I have a 5wt Scott fly rod with a lifetime warranty. Broke the top 2 islets off the other day at Deer Creek and checked into the repair policy. You pay the shipping to send the rod to the company (which is cool) and then they charge every return $50 for shipping which is one way and they are located in colorado. Does that not seem extreme to other people? I would probably shop around or look at other rods if I would have known this.


----------



## Kingfisher (Jul 25, 2008)

ah yes... shipping and handling. the magic money maker many use to get rich. that's a lot of handling since shipping aint near that much...


----------



## 30-06-hunter (Sep 22, 2013)

They probably have some magical padded case they ship it in.


----------



## Critter (Mar 20, 2010)

No special case, they will just ship it back to you in the same case that you sent to them. It is sad that they have a warranty on the rod but essentially charge you $50.00 to ship it back to you. It is closer to $10.00 to ship it to you and $40.00 for the repair of it.


----------



## madonafly (Dec 27, 2007)

Critter said:


> No special case, they will just ship it back to you in the same case that you sent to them. It is sad that they have a warranty on the rod but essentially charge you $50.00 to ship it back to you. It is closer to $10.00 to ship it to you and $40.00 for the repair of it.

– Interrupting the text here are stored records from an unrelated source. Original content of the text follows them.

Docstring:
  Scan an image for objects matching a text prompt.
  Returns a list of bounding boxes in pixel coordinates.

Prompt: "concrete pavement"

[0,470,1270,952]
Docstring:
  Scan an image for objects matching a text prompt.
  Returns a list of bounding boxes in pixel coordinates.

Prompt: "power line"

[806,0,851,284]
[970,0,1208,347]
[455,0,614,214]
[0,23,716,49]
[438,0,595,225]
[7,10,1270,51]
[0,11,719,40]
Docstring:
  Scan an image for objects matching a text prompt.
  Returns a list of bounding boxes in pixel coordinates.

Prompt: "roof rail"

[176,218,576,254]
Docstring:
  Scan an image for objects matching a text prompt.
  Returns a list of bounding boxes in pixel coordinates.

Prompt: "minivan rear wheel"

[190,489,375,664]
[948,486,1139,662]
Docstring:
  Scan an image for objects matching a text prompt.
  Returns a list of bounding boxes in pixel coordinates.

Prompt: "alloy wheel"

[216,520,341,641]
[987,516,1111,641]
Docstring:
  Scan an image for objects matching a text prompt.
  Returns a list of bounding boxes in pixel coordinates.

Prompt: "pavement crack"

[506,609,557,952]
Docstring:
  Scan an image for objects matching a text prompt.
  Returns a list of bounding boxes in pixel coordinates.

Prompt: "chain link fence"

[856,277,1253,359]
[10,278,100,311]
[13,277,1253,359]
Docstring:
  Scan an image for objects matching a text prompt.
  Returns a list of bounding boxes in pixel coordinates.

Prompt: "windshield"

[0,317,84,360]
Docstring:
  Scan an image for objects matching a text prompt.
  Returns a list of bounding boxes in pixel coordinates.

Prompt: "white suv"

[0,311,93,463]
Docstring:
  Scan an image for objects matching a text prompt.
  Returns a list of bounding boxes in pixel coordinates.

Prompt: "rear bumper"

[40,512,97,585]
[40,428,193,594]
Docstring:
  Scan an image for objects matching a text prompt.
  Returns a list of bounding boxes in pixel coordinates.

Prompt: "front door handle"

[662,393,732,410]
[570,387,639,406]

Not quite. I have sent Orvis rods back this year and shipping (with insurance which you are nuts if you don't) runs about $25. to $28. Then the $30. for Orvis to repair and send it back. Winston, Scott, and Sage have always been a bit higher. I admit, I don't understand it specially with their top of line running just under $800. I don't feel there is any graphite rod out there worth that much, but here it is.
But, even TFO charged $30. plus shipping one way.
Best bet is to find a dealer to save the shipping cost.


----------